Several family members were in the room with us. Jason's dad was there. I held Jason's dad's hand as I crawled in bed with Jason. I placed my ear on his chest so I could hear his heartbeat and then I listened to his heart wind down until there was no more beat. He was gone. My son was dead...

I sit here today in tears as I write. Immediately transported back to that precise moment in time. I have relived that horrible night with the full impact of the pain and heartbreak. I have done so for a reason. I have done so many times since Jason's death.

I vowed to myself that horrible day that I would not let Jason's life and death be in vain. I would spend the rest of my life reaching out to others who's lives have been devastated by the disease of addiction. I have spent the last almost eight years now - speaking out about the disease of addiction. Trying to put a face to the statistics of drug related deaths. To show the world that everyone, every family is at risk.

I will continue to share our story. I will tell you about what has happened to my life in the Aftertimes... since Jason's death. You see Jason did not die once. He dies over and over in my head a thousand times a day. There is no closure. There is no "getting over it or pass it". God did not need him more than I do. God did not have a plan that I don't know about yet. It was not all part of God's plan.

My God does not kill children. My God does not punish us with disease and despair. My God gave us the freedom to choose free will. There are consequences that come from free will. We choose our paths and we are responsible for our lives, our pain, our happiness, our sorrows. I find no comfort in the absurd words "He is at peace now". I want my son back. He deserved a better life than the one he got. I get mad at God, and I questioned many things I was taught to believe.

But my God cries with me. My God feels my pain, my grief, my endless heartbreak. My God allows me to speak out to try and save your lives, your children's lives. I could not save my son but if I can save just one life in his memory than Jason did not live and die in vain.

I spend my life now reaching out to other parents who have lost their addicts. Helping them through the nightmare. Guiding them through their grief. Teaching them to learn who their new self is now, here in the Aftertimes. Helping them understand that their child had a deadly disease. Assuring them that there is no shame in the disease of addiction.

I help them slowly get to the place where they can remember some of the Beforetimes. The good memories that in the first few years of our grief we are not able to remember. It is hard work navigating through the Aftertimes. We just want to die and be with our children. We lose sight of everything and everyone else around us.

We are fragile. We struggle with the stages of parental grief. Shock, denial, anger, bargaining, and we take small steps. Sometimes we fall back into earlier stages. Always we will not accept our children's deaths. Always we will continue to love them, grieve for them, and flashback to the horror we lived through but our children did not.

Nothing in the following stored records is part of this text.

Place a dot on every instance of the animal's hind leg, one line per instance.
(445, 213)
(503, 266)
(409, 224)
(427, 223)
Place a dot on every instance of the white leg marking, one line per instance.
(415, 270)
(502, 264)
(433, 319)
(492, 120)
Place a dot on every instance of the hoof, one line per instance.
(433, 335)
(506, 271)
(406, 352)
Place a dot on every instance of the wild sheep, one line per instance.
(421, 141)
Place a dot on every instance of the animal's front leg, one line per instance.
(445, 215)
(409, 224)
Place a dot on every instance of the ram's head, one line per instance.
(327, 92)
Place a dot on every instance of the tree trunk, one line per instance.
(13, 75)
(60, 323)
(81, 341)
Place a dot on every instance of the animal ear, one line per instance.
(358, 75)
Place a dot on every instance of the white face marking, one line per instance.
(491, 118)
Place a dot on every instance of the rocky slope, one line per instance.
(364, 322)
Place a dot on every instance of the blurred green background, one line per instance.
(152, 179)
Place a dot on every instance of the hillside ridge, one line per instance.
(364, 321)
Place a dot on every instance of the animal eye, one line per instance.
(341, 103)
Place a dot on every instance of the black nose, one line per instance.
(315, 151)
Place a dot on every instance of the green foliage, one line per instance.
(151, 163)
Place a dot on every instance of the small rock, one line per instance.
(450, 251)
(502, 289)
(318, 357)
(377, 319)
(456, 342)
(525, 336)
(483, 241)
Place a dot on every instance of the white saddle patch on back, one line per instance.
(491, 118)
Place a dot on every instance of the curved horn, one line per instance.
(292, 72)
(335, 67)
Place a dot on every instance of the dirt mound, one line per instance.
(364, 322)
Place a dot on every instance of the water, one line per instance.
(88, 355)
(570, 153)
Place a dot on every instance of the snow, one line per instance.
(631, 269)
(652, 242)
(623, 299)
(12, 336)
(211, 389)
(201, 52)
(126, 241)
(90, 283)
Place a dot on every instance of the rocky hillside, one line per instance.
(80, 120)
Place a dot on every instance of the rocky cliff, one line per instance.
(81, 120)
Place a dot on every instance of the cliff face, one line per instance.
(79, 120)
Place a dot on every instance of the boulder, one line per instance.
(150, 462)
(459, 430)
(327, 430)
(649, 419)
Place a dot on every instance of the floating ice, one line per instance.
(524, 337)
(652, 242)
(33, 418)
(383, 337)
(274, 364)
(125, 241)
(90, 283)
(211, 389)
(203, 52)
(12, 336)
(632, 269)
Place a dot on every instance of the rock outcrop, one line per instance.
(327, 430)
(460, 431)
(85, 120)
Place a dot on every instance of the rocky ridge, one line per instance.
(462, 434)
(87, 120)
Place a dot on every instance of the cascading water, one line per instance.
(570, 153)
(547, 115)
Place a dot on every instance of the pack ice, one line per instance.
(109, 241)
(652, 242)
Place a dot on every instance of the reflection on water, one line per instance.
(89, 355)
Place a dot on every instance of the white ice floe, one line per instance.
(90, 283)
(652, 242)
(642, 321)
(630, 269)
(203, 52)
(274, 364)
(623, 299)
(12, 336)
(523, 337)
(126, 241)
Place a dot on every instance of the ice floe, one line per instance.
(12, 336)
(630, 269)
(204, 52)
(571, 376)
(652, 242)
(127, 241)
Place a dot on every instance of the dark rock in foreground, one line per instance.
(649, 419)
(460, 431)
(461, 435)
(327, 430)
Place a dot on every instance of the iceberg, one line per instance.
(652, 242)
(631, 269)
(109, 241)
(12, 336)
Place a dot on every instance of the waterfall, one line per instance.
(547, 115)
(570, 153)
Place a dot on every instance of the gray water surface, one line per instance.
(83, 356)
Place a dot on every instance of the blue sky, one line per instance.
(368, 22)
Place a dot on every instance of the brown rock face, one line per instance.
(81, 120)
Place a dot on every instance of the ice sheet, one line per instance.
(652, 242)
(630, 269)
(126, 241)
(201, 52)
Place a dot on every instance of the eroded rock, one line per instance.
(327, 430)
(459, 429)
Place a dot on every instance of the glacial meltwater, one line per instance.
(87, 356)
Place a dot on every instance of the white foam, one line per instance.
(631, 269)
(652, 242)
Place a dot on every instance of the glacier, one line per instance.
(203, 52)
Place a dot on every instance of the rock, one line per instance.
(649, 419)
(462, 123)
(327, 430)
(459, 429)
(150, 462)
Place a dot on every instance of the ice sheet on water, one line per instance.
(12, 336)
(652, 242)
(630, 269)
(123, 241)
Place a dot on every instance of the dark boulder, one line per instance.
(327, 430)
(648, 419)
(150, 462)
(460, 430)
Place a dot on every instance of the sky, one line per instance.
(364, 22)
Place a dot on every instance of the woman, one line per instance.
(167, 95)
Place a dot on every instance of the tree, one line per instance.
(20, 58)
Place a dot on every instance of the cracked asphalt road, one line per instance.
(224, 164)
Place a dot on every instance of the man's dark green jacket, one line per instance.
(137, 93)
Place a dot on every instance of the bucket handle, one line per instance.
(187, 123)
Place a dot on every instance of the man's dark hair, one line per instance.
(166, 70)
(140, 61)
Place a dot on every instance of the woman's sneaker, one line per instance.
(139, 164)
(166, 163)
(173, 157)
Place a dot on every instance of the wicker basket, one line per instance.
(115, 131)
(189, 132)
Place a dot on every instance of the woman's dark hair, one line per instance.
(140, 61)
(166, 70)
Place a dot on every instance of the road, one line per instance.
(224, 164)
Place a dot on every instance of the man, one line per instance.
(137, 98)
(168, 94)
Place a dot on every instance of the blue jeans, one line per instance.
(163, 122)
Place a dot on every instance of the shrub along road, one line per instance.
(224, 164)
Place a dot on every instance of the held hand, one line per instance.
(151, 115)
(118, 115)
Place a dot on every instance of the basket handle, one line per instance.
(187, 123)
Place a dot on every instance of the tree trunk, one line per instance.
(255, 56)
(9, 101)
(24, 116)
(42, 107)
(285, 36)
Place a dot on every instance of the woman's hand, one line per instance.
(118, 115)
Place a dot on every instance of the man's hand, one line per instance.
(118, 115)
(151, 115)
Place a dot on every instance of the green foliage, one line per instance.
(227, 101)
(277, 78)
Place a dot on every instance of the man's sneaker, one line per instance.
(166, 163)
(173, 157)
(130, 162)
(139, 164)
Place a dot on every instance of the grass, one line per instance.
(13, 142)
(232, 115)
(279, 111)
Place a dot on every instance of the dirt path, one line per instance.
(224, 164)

It is my desire to reach out and create a place where we can talk honestly and openly about the disease of addiction. All those affected by the disease are welcome here. It is only through education about the disease that we will save lives.

We must remove the stigma that is attached to addiction. It is a disease. It is as real and as deadly as cancer. It is killing our children and destroying families. Don't be a fool and think it could never happen to your family. None of us ever thought it would happen to us, to our children.

But it did. They are gone. We are left behind in the Aftertimes to try and make some sense out of all of this grief and misery. Eventually, we can learn to remember the Beforetimes when our children were not sick. And we learn to survive in the Aftertimes. Hopefully we can reach out to each other and save lives.

Know that you are all welcome here. Addicts, loved ones, friends. You are welcome to share here. Reach out and help others heal, help parents through their grief. Help save lives. Help change stigmas, untruths about addiction, attitudes about substance abuse, rehab and treatment practices, insurance companies policies, laws, prejudices. The disease of addiction does not discriminate. It effects everyone in all walks of life, economics, race and sexes.